La mort tragique de Quentin Deranque à Lyon éclaire les tensions politiques françaises
La mort de Quentin Deranque, survenue le samedi 14 février à Lyon, deux jours après qu'il a été frappé lors d'affrontements entre deux groupes antagonistes, selon les termes du ministre de l'intérieur, projette une lumière crue sur le climat politique actuel en France. Personne dans notre pays ne devrait être inquiété, et encore moins perdre la vie, en raison de ses opinions. Le simple fait qu'il soit nécessaire de rappeler ce principe fondamental d'une société démocratique et de la paix civile est profondément alarmant.
Les circonstances d'un meurtre politique
Militant d'extrême droite, cet étudiant de 23 ans a été jeté au sol et frappé par au moins six individus masqués et encagoulés, le jeudi précédent, en marge d'une conférence de l'eurodéputée Rima Hassan (La France insoumise, LFI) à Lyon, comme l'a indiqué le procureur de la République lundi. L'autopsie pratiquée lundi révèle des lésions à la tête, décrites comme au-delà de toute ressource thérapeutique et mortelles à brève échéance. L'enquête, ouverte pour homicide volontaire et violences aggravées par trois circonstances (réunion, masqué et port d'armes), ne laisse aucun doute : Quentin Deranque a été battu à mort.

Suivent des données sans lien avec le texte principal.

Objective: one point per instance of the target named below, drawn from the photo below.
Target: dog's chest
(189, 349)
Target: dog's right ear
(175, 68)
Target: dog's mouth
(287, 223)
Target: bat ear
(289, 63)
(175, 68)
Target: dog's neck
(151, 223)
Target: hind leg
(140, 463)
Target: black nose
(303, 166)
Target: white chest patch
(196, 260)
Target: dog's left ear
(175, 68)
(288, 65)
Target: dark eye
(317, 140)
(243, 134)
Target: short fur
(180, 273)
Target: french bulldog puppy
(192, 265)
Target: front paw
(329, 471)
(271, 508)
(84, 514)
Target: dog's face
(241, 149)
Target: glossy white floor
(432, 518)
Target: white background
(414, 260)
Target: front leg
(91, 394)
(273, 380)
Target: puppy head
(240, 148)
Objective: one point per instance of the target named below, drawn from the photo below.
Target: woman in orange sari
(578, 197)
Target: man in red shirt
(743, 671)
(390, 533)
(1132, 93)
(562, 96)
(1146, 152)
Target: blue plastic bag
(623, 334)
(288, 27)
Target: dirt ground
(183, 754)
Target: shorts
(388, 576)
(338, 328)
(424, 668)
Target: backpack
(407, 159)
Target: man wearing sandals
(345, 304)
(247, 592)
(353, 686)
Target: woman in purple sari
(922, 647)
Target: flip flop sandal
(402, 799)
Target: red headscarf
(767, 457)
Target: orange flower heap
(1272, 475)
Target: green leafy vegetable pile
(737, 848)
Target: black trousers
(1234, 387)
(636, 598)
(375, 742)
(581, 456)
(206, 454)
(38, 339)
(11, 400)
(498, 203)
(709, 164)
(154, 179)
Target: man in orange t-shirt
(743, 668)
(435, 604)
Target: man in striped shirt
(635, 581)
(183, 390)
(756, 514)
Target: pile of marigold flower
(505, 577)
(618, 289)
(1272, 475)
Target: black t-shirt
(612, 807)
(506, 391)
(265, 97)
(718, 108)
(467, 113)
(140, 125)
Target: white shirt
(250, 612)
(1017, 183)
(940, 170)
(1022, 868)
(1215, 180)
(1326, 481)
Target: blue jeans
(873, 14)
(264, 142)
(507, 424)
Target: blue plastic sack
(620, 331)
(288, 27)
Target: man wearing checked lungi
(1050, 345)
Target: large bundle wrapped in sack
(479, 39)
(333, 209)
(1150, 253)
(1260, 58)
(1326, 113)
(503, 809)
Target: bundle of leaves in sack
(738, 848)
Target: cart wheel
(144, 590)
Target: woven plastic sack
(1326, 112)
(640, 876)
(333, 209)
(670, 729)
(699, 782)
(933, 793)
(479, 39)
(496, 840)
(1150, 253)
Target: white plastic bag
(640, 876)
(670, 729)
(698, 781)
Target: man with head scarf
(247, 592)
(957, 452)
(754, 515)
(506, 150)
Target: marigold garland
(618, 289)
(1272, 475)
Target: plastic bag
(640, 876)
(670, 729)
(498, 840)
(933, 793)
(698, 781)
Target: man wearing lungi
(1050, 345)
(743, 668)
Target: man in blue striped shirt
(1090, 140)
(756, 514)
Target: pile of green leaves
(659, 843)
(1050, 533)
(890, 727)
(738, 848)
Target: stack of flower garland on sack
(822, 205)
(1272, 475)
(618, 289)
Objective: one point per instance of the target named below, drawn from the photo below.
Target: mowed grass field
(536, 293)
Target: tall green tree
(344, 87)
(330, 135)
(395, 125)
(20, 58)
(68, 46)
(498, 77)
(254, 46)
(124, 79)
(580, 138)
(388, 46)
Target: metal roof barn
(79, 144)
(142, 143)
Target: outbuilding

Les auteurs de cet acte n'ont pas seulement commis un meurtre ; en recourant à des méthodes associées aux fascistes qu'ils prétendent combattre, ils ont sali les combats progressistes et humanistes, tout en offrant un martyr à leurs adversaires. Ce geste scandaleux, perpétré au nom d'idéaux de gauche, ne doit pas occulter le fait que l'extrême droite compte des partisans ouverts de la violence, sa marque de fabrique, et des ennemis acharnés de la démocratie et de la République.
Le contexte lyonnais et les implications nationales
Ces événements semblent indissociables de l'agglomération lyonnaise, où, depuis une quinzaine d'années, les exactions de groupuscules d'extrême droite ont provoqué la mobilisation de militants d'extrême gauche. La montée des affrontements, notamment dans le Vieux Lyon, a été favorisée par le long refus de l'ancien maire, Gérard Collomb, d'affronter les activistes d'extrême droite. De plus, la présence persistante de hooligans identitaires ou néofascistes liés à l'Olympique lyonnais, dont l'ancien président, Jean-Michel Aulas, est aujourd'hui candidat d'opposition à la mairie de Lyon, a contribué à cette escalade de la violence.
Plus largement, la politique de dédiabolisation entreprise par Marine Le Pen a eu pour effet mécanique de repousser certains des éléments les plus radicaux du Rassemblement national vers des groupuscules, renforçant ces derniers et provoquant la mobilisation en retour des antifas. Le gouvernement désigne l'ultragauche, en particulier le groupuscule la Jeune Garde, créé à Lyon en 2018 et proche de LFI, comme étant impliqué.
Un appel urgent à un sursaut démocratique
À un mois des élections municipales et à quatorze mois d'un scrutin présidentiel où plane la menace d'un succès de l'extrême droite, alors que l'exécutif est paralysé par la perte de sa majorité et que le Parlement offre trop souvent un spectacle de désordre, le drame de Lyon assombrit un peu plus le paysage politique. Il renforce la nécessité d'un sursaut démocratique.
La rhétorique du eux ou nous et la stratégie du chaos, encouragées par la brutalité des réseaux sociaux et l'immédiateté de l'information auprès d'une opinion publique émiettée, représentent des impasses mortifères. Recourir à la violence, c'est faire le jeu de ceux qui veulent abattre la démocratie, un idéal précisément conçu pour sortir les sociétés de la violence. L'identification des auteurs par les enquêteurs et leur incrimination par la justice devraient permettre d'éclaircir leurs liens éventuels avec des groupes politiques, offrant ainsi une lueur d'espoir pour restaurer la paix civile.